Les Africains se concertent

La réunion prévue à Abuja, capitale nigériane (Centre), doit rassembler 21 chefs d’Etat et de gouvernement sous les auspices du Nouveau partenariat pour le développement de l’Afrique (NEPAD), projet officialisé à Abuja en octobre 2001 et relancé par la France et la Grande-Bretagne en février dernier. Souvent comparé au plan Marshall de relance économique conçu pour l’Europe au lendemain de la Seconde Guerre mondiale, le NEPAD vise à obtenir des investissements annuels de 64 milliards de dollars. Mais pour cela, l’organisation doit impérativement préciser quels sont ses besoins et ses ambitions.
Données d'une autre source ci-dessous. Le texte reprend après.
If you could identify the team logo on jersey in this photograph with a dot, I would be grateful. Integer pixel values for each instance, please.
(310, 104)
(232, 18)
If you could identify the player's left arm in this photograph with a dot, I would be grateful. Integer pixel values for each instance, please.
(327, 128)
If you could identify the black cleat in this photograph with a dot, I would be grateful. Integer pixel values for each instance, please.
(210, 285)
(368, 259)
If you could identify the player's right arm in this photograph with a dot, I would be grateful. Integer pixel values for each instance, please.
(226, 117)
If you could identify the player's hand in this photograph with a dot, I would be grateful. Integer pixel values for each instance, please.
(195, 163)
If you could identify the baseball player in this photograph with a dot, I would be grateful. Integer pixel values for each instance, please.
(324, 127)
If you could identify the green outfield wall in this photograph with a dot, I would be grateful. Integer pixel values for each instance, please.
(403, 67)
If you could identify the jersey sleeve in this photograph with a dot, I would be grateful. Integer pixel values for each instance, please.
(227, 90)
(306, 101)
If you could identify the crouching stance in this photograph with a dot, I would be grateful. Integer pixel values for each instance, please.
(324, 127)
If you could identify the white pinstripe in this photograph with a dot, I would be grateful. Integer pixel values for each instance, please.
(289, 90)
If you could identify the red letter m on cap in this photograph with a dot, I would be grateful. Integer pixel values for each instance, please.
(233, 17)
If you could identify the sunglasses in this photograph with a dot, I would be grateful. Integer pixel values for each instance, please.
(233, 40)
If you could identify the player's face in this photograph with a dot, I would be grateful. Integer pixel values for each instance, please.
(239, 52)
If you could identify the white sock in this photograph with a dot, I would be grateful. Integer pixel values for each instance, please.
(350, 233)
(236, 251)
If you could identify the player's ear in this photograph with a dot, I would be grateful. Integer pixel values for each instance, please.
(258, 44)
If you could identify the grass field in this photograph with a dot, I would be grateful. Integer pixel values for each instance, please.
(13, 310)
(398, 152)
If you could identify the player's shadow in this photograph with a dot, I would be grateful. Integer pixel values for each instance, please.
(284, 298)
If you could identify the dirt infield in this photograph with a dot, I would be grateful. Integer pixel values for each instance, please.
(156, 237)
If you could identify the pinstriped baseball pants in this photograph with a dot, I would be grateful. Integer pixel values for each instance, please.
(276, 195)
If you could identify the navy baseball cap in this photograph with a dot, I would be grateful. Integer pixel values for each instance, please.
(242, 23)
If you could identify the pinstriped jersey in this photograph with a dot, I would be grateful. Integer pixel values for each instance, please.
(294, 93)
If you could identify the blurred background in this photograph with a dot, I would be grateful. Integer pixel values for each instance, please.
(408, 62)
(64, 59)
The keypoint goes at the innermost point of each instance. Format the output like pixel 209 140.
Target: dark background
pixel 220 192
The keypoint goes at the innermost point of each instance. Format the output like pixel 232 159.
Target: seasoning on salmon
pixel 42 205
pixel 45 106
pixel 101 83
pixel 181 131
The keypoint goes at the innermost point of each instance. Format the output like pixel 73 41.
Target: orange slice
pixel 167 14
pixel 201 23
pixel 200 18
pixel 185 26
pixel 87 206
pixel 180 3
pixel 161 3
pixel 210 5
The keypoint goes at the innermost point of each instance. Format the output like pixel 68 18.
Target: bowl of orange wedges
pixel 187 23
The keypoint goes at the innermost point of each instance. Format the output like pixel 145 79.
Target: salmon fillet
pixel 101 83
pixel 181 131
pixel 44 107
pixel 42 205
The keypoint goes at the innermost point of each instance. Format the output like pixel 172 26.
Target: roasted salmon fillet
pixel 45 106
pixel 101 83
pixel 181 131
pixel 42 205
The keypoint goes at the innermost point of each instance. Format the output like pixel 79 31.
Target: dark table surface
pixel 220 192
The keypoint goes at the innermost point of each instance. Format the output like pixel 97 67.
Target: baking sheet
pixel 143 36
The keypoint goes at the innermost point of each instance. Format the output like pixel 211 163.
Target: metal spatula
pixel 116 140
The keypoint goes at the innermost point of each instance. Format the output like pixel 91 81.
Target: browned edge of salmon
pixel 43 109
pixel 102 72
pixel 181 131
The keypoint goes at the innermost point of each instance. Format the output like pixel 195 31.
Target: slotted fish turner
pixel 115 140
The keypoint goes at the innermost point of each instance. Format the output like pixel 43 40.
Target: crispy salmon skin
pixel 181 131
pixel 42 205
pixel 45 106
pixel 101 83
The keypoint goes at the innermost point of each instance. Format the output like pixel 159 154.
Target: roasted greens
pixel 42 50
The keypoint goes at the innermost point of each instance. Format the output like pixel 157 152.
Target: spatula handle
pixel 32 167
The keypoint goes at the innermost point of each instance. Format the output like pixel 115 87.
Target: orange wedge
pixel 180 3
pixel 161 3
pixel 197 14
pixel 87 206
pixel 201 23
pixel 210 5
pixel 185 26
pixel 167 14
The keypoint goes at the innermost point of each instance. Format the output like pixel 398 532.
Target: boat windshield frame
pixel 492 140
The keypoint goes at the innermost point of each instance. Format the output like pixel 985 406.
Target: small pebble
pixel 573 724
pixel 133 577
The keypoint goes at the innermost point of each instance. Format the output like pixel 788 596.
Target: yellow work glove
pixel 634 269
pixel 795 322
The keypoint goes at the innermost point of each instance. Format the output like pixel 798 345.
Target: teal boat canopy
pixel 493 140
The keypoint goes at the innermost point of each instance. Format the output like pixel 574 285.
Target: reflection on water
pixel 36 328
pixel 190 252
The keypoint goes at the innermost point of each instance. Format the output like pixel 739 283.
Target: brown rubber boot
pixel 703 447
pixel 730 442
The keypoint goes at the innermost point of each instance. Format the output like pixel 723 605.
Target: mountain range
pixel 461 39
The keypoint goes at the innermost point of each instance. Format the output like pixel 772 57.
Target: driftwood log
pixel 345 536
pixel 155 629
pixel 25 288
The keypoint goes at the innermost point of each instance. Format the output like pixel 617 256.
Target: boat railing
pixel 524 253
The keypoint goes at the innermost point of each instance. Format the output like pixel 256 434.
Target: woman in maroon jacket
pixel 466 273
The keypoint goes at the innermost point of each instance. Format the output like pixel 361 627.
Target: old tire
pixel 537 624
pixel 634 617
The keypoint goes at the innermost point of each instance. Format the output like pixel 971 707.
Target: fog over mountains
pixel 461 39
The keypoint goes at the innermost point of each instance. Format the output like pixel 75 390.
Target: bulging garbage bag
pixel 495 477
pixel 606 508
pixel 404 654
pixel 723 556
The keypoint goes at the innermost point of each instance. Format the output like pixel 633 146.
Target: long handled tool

Donc élaborer un programme commun pour faire bloc vis-à-vis des Occidentaux. Le sommet nigérian répond ainsi à une double stratégie. Tout d’abord parce qu’il intervient avant la réunion du G8 (groupe des sept pays les plus riches et la Russie) prévue en juin prochain au Canada. Un rendez-vous qui est censé adopter un plan d’action pour l’Afrique, axé sur la réduction de la dette et la lutte contre le sida qui frappe près de 25 millions d’Africains. Ensuite, les discussions d’Abuja interviennent peu après le sommet de l’ONU, à Monterrey (Mexique), qui a réuni 58 chefs d’Etat et de gouvernement sur la question du financement du développement. Cette réunion avait abouti vendredi dernier à un texte, « le consensus de Monterrey », dont le but est d’accroître l’aide internationale pour les pays qui ont engagé des réformes politiques et économiques. Dimanche, le vice-président sud-africain Jacob Zuma n’a d’ailleurs pas caché les ambitions africaines. « La réunion du G8 en juin au Canada ne doit plus entendre l’Afrique dire qu’elle a un plan de relance de l’économie, mais entendre des programmes concrets et les financements concrets qui doivent être mis en oeuvre », a-t-il plaidé.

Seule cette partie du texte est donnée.